Após críticas públicas do líder do PL na Câmara dos Deputados, Sóstenes Cavalcante (PL-RJ), ao governador de São Paulo, Tarcísio de Freitas (Republicanos-SP), o presidente do Republicanos, Marcos Pereira (Republicanos-SP), rebateu o deputado e saiu em defesa do chefe do Executivo estadual.

Nas redes sociais, nessa quarta-feira (22/1), Pereira respondeu ao líder do PL: “Diferentemente de outros partidos, nunca constrangemos o governador, nunca o expusemos publicamente e nunca foi necessário emitir carta para ‘acalmar’ nossa bancada. Nossa atuação sempre foi de lealdade, responsabilidade e estabilidade política — na Alesp e no Congresso Nacional.”

Na mensagem endereçada ao líder do PL, o líder de centro  acrescenta que “o Republicanos não faz política no grito, nem cria crises para aparecer. Atua com seriedade, previsibilidade e compromisso com a governabilidade”.

Em pronunciamentos recentes, Cavalcante afirmou que Tarcísio não é o candidato do ex-presidente Jair Bolsonaro (PL) para uma vaga no Planalto e criticou a falta de apoio do republicano ao senador e pré-candidato à Presidência da República, Flávio Bolsonaro (PL).

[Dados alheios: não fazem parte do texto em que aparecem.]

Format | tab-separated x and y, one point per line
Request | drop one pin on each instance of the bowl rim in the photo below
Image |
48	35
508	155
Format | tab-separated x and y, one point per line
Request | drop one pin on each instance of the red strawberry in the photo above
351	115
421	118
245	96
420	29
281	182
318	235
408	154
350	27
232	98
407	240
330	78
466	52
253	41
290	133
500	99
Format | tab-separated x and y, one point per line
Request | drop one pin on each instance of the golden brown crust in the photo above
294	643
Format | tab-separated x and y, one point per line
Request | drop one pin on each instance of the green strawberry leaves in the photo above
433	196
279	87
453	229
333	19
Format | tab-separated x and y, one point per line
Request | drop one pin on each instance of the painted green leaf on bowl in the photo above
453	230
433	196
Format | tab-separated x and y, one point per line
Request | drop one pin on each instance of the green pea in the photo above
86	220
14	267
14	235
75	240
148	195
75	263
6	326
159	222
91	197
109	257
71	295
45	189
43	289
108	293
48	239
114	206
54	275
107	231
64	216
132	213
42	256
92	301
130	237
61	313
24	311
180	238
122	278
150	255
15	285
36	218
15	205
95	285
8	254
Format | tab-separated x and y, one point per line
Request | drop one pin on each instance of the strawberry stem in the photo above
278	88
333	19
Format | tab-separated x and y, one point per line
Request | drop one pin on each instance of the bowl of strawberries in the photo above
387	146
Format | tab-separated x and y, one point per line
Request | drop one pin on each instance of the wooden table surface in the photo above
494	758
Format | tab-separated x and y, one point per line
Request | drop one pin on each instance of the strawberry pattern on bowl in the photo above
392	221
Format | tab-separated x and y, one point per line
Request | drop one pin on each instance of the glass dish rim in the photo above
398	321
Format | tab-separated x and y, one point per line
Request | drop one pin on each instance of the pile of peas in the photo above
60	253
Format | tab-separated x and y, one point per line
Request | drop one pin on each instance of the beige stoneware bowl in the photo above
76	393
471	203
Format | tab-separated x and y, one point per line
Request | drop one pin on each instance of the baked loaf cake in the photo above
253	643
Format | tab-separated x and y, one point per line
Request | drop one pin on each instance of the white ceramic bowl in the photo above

Desalinhamento entre Centro e Direita

Uma possível chapa encabeçada por Freitas virou motivo de conflito entre a direita e o chamado “centrão”. Líderes de centro resistem ao nome do filho 01 do ex-chefe do Planalto e insistem que o governador paulistano deve ser o grande nome da direita no pleito eleitoral de 2026, que acontece a menos de um ano.

Dos partidos de centro, apenas o Progressistas parece simpatizar com a candidatura de Flávio. Nos bastidores de Brasília, parlamentares próximos a caciques da União Brasil e do PSD afirmam que uma decisão sobre o apoio ao filho de Bolsonaro deve ser tomada até março, com os demais líderes.

Já o MDB tem sinalizado que deve manter neutralidade nessas eleições.